Une sportive, avec deux cylindres seulement ? Ne riez pas cher lecteur, car c’est probablement la voie de l’avenir ! Ce CD est donc pour le moins avant-gardiste, avec son petit moteur, son profil aérodynamique et surtout, sa masse ultra réduite : 580 kg seulement ! Sous le capot, on retrouve le « flat-twin » Panhard : d’une cylindrée de 848 cm³, ce moteur à plat refroidi par air se voit vigoureusement poussé pour délivrer la bagatelle de 60 chevaux.

Du côté des performances, le CD avance une vitesse de pointe de 160 km/h, voire de 180 km/h dans la version Rallye, dopée par deux copieux carburateurs. Un véritable miracle pour la cylindrée ! Autre avantage considérable de la formule, une consommation très mesurée, de l’ordre de 6 à 7 l/100 km.

Impressionner le quidam

Le bossage de toit façon Zagato, la poupe effilée, la face avant taillée pour avaler la ligne droite des Hunaudières et une voie arrière plus étroite… Voilà un style qui respire la compétition à plein nez, à une époque où les voitures de course se faisaient un devoir d’être aussi belles que rapides.

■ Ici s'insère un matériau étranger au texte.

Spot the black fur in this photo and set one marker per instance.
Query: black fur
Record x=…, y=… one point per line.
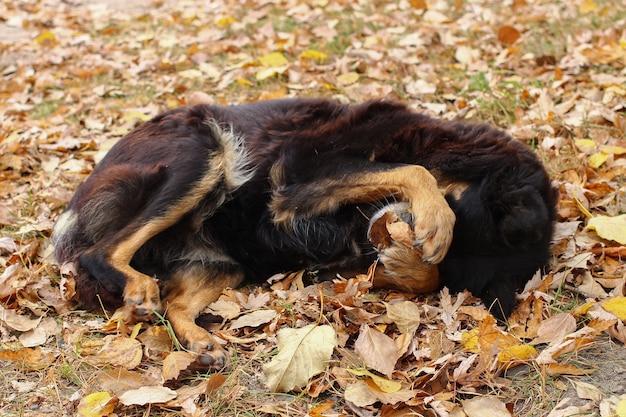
x=504, y=216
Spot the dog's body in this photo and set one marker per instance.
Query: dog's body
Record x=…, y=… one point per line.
x=202, y=197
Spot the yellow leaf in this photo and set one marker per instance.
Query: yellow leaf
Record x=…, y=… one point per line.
x=517, y=353
x=314, y=55
x=597, y=159
x=244, y=82
x=487, y=406
x=175, y=363
x=148, y=395
x=587, y=146
x=274, y=59
x=609, y=228
x=588, y=6
x=225, y=21
x=348, y=78
x=303, y=353
x=97, y=404
x=120, y=351
x=377, y=350
x=265, y=73
x=614, y=150
x=46, y=37
x=617, y=306
x=620, y=410
x=385, y=385
x=405, y=314
x=470, y=340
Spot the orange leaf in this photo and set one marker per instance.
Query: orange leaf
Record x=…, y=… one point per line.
x=33, y=359
x=175, y=363
x=508, y=34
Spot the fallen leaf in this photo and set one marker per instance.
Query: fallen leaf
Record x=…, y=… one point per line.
x=620, y=410
x=176, y=362
x=405, y=314
x=119, y=380
x=303, y=353
x=508, y=34
x=485, y=407
x=224, y=308
x=385, y=384
x=30, y=358
x=555, y=328
x=597, y=159
x=147, y=395
x=348, y=78
x=97, y=404
x=609, y=228
x=119, y=351
x=587, y=146
x=274, y=59
x=317, y=56
x=377, y=350
x=587, y=391
x=616, y=305
x=16, y=321
x=359, y=394
x=254, y=319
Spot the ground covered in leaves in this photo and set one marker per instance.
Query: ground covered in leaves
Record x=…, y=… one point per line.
x=78, y=74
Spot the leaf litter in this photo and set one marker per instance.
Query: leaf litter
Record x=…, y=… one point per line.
x=76, y=76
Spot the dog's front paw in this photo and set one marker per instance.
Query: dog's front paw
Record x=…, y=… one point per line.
x=433, y=223
x=141, y=299
x=210, y=353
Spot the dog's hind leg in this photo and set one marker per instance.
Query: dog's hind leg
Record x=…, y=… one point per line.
x=111, y=256
x=193, y=287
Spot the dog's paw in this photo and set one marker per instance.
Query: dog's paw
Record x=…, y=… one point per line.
x=433, y=223
x=141, y=299
x=404, y=269
x=210, y=353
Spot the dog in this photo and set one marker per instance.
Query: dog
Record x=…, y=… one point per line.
x=201, y=198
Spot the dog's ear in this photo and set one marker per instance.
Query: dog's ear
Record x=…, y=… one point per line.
x=525, y=220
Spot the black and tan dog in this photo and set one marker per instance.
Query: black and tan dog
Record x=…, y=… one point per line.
x=200, y=198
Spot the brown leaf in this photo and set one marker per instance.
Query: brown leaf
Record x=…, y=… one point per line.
x=377, y=350
x=119, y=351
x=555, y=328
x=176, y=362
x=508, y=34
x=30, y=358
x=147, y=395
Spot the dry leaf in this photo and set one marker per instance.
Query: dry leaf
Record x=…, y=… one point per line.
x=30, y=358
x=119, y=351
x=16, y=321
x=147, y=395
x=485, y=407
x=97, y=404
x=587, y=391
x=609, y=228
x=254, y=319
x=405, y=314
x=508, y=34
x=303, y=353
x=617, y=306
x=377, y=350
x=384, y=384
x=176, y=362
x=555, y=328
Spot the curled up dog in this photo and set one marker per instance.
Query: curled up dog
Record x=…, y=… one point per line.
x=202, y=198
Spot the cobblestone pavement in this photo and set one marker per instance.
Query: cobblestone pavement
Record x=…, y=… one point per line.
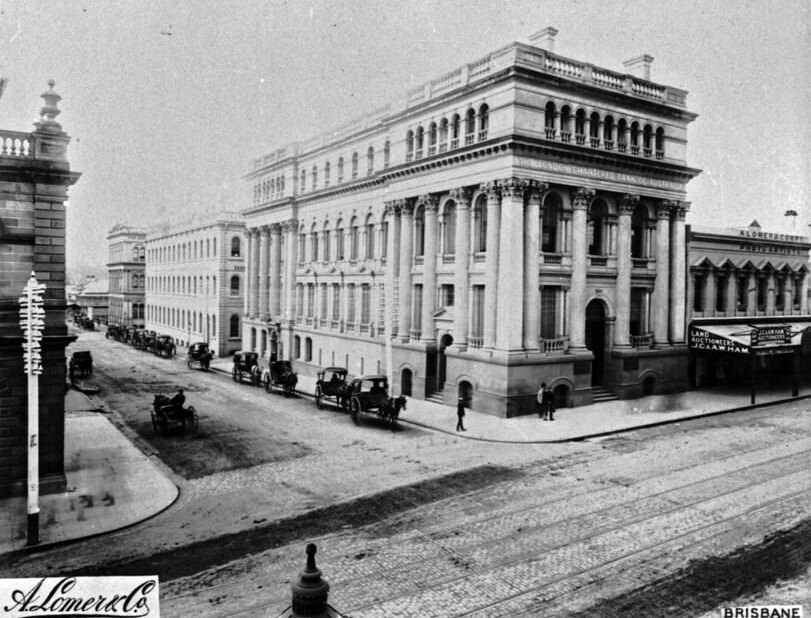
x=668, y=521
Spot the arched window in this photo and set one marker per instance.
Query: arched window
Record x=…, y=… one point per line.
x=608, y=133
x=549, y=120
x=470, y=126
x=339, y=240
x=598, y=215
x=484, y=121
x=480, y=224
x=354, y=232
x=639, y=226
x=432, y=135
x=550, y=216
x=660, y=143
x=449, y=229
x=419, y=231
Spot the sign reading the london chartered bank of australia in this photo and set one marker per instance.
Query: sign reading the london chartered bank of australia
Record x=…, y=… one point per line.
x=703, y=340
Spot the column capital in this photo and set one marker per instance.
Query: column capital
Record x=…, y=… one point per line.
x=513, y=187
x=581, y=197
x=429, y=202
x=461, y=196
x=627, y=204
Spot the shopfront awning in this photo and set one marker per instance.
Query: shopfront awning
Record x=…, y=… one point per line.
x=746, y=338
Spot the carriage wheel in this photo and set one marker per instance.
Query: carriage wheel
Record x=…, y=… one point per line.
x=318, y=397
x=194, y=421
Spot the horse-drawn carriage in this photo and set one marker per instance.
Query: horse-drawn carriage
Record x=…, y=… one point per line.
x=332, y=384
x=164, y=346
x=371, y=394
x=280, y=374
x=170, y=413
x=81, y=362
x=199, y=353
x=244, y=365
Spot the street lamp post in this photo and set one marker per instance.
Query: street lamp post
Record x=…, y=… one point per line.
x=32, y=321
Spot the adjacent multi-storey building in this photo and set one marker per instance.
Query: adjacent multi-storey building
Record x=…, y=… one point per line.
x=195, y=281
x=126, y=264
x=747, y=305
x=34, y=180
x=518, y=220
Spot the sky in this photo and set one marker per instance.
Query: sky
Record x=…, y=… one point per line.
x=168, y=101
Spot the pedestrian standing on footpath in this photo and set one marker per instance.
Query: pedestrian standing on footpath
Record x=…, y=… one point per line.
x=460, y=415
x=547, y=403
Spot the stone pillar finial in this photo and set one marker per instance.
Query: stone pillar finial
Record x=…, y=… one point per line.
x=310, y=591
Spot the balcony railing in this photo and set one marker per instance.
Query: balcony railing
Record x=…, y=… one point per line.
x=642, y=341
x=556, y=345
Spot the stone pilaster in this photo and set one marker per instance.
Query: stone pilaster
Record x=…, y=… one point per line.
x=622, y=331
x=275, y=270
x=429, y=268
x=678, y=257
x=491, y=263
x=532, y=235
x=406, y=259
x=661, y=287
x=577, y=291
x=510, y=314
x=263, y=271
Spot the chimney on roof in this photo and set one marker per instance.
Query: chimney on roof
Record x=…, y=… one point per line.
x=639, y=66
x=545, y=39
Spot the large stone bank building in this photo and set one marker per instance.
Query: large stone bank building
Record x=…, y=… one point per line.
x=518, y=220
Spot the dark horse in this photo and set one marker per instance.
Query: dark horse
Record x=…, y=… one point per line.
x=390, y=410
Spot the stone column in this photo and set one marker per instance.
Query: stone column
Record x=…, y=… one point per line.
x=429, y=268
x=461, y=264
x=248, y=287
x=491, y=263
x=263, y=272
x=770, y=294
x=406, y=258
x=392, y=265
x=290, y=229
x=532, y=236
x=275, y=270
x=710, y=293
x=622, y=331
x=577, y=291
x=678, y=292
x=661, y=285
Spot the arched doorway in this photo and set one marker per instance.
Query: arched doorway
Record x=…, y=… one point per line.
x=466, y=393
x=405, y=382
x=444, y=343
x=595, y=339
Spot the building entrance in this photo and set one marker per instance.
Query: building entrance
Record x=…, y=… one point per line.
x=595, y=339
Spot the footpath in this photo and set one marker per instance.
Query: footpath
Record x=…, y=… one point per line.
x=111, y=484
x=584, y=422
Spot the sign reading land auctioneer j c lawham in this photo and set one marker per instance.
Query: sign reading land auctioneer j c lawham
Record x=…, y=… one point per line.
x=136, y=597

S’insérer dans l’habitacle demande les contorsions habituelles à une voiture aussi basse, mais une fois dedans, on s’y sent relativement à l’aise, y compris pour les plus grands ! A l’arrière, un embryon de siège accueillera les bagages que vous n’aurez su glisser dans le coffre arrière, à la malle s’ouvrant latéralement. Devant le conducteur, deux splendides compteurs regroupent toutes les infos utiles et s’incrustent sur une planche de bord aménagée avec un mépris total pour la finition et l’ergonomie ! Bon à savoir si vous cherchez la jauge à essence, elle est renseignée sous le label... « Combustible » ! Promis, ça fonctionne pourtant avec de l’essence.

Ambiance assurée !

Curieusement présenté avec son carénage poli, le moteur Panhard s’ébroue en dansant sur ses supports. Pendant ce temps, la caisse vibre un peu, ce qui fait intégralement partie du tempérament du bolide. Et question tempérament, il en est question : crépitant gentiment sous les 3.500 tr/min, le bicylindre se réveille ensuite pour entamer une samba réjouissante, accompagnée d’une bande son à mi-chemin entre une Citroën 2CV et une Harley-Davidson.

Confort

En dépit de son indiscutable pedigree, le CD est plutôt facile à vivre : la traction avant assure stabilité et sérénité, le confort d’amortissement n’est pas aussi abominable que prévu et le freinage profite de tambours à « évacuation thermique accélérée », soit ETA en Panhard dans le texte !

Aujourd’hui

Avant même de parler sous, il va falloir en trouver une ! Avec 159 exemplaires produits, le CD représente le Graal pour de nombreux « Panhardistes » et les ventes se font souvent sous le manteau. Bref, soyez (très) patient... et comptez 50.000 € pour un bel exemplaire.

Caisse en polyester sur poutre centrale oblige, le CD est globalement épargné par la rouille. Sachez toutefois que la carrosserie bouge (craquements de peinture) et que si les pièces mécaniques se trouvent (principalement en France), la mécanique demande des soins réguliers et attentifs pour livrer le meilleur d’elle-même.

Conclusion

Né à une époque où les artisans bricoleurs pouvaient espérer figurer sur le podium des courses, le CD rappelle son pedigree et ses origines à chaque instant. Le meilleur est clairement à l’intérieur : oubliez la finition désinvolte, cette petite sportive accomplit de véritables prouesses eu égard à sa faible cylindrée. Une machine très certainement décalée pour l’époque, mais qui pourrait bien préfigurer l’esprit des sportives de l’avenir, avec les impératifs de consommation et d’émissions qui pendent au nez des constructeurs.